Kenneth C. Anderson, MD
The updated NCCN guideline on the diagnostic criteria for and management of multiple myeloma (MM)—Version 3.2016—broadens the population of patients eligible for therapy by expanding the active myeloma category and also integrates novel therapies at all stages of disease.
Speaking at the 2016 NCCN Annual Conference, Kenneth Anderson, MD, noted 7 new drug approvals with indications in MM in 2015 alone.1
“In the guidelines this year, the criteria for treatment of multiple myeloma have changed,” said Anderson, director of the Multiple Myeloma Center at Dana-Farber Cancer Institute. “Previously, treatment has demanded abnormalities in calcium, renal function, anemia, and bone disease [the so-called CRAB features]. However, that is no longer true.”
Even without CRAB features, the following are sufficient to define active MM in asymptomatic patients, and qualify such patients for treatment, according to the NCCN:
• Bone marrow plasmacytosis ≥60%
• Abnormal free light chain ratio ≥100 (involved kappa) or <0.01 (involved lambda)

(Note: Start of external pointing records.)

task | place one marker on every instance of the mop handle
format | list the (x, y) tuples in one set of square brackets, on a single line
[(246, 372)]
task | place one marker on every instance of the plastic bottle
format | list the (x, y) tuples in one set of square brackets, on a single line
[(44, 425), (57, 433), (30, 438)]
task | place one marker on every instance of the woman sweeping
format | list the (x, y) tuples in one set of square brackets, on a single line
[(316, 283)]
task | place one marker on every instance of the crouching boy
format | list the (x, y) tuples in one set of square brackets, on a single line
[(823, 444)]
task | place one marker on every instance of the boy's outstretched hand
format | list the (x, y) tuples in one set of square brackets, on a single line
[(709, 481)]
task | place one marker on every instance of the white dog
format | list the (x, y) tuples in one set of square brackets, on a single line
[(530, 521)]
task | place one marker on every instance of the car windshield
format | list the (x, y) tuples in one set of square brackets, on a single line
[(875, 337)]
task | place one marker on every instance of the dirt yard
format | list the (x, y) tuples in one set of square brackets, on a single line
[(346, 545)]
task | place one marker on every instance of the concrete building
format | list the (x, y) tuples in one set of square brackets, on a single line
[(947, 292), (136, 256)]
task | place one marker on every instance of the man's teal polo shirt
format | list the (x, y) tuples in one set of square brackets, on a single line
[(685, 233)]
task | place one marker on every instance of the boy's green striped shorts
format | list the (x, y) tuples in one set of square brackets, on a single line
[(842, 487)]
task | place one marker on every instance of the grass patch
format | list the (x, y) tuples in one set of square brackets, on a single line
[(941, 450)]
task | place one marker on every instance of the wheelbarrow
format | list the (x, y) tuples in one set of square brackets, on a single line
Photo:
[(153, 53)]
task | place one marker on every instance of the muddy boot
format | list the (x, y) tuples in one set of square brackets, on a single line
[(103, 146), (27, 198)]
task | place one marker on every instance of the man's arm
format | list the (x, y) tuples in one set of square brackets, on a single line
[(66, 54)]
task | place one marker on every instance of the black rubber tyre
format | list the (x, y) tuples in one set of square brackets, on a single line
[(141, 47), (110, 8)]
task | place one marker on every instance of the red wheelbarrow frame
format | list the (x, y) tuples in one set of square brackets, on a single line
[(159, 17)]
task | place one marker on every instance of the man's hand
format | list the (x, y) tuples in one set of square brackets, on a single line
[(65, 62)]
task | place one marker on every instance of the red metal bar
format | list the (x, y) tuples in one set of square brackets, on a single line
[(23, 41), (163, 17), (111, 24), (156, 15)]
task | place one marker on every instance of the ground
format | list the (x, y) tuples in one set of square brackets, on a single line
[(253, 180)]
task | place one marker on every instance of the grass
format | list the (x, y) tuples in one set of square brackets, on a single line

• Focal bone marrow lesions detected by functional imaging
The new iteration of the MM guideline includes a revised International Staging System that incorporates cytogenetics for the first time to define prognosis following treatment. In addition, more stringent measures of complete response (CR) are a part of Version 3.2016. A molecular CR is defined as <1 myeloma cell of 1 million normal cells by sequencing, or immunophenotypic CR by multicolor flow cytometry, the most sensitive of which can detect <1 myeloma of 1 million normal cells.
In bone marrow transplant candidates, primary treatment options in the most recent guideline include bortezomib/lenalidomide/dexamethasone (category 1) and ixazomib (a new oral proteasome inhibitor)/lenalidomide/dexamethasone.
A recommendation for the use of combination therapy in newly diagnosed MM is based on synergies in activity in preclinical models and in the clinic, said Anderson. The triplet of bortezomib/lenalidomide/dexamethasone improves CR rates (including molecular CR), progression-free survival (PFS), and overall survival (OS) compared with lenalidomide/dexamethasone.2
The recommendation to use triplet therapy up front applies to transplant candidates and very fit nontransplant candidates.
Whether the patient proceeds to transplant or not, maintenance therapy following induction therapy “is a standard of practice in MM,” he said. Preferred maintenance regimens in the new guideline are bortezomib, lenalidomide, and thalidomide. PFS is approximately doubled with the use of lenalidomide maintenance posttransplant. In North America, maintenance until progression is recommended. Subcutaneous bortezomib every other week as maintenance has also conferred a PFS and 5-year OS advantage versus no maintenance, whether or not the patient undergoes transplant.3
Carfilzomib/lenalidomide, and dexamethasone was included in the new guideline as a category 2A (other) therapy based on a phase 1/2 study showing a 100% CR and 85% stringent or near CR.4
Ixazomib has a half-life of 3 to 4 days, requiring only once weekly administration. An all-oral regimen of ixazomib/lenalidomide/dexamethasone for the initial treatment of MM produced a 100% response rate. Ixazomib used as single agent for maintenance upgraded these responses.5
Attempts to improve upon the responses with triplet therapy include the addition of panobinostat, a broad-acting histone deacetylase inhibitor, as a fourth agent, or a monoclonal antibody.
In newly diagnosed nontransplant candidates, primary therapy in Version 3.2016 now includes lenalidomide/bortezomib/dexamethasone (category 1) and ixazomib/lenalidomide/dexamethasone as an “other” regimen. Adding novel agents to melphalan and prednisone in this setting has translated into improvement in PFS and OS.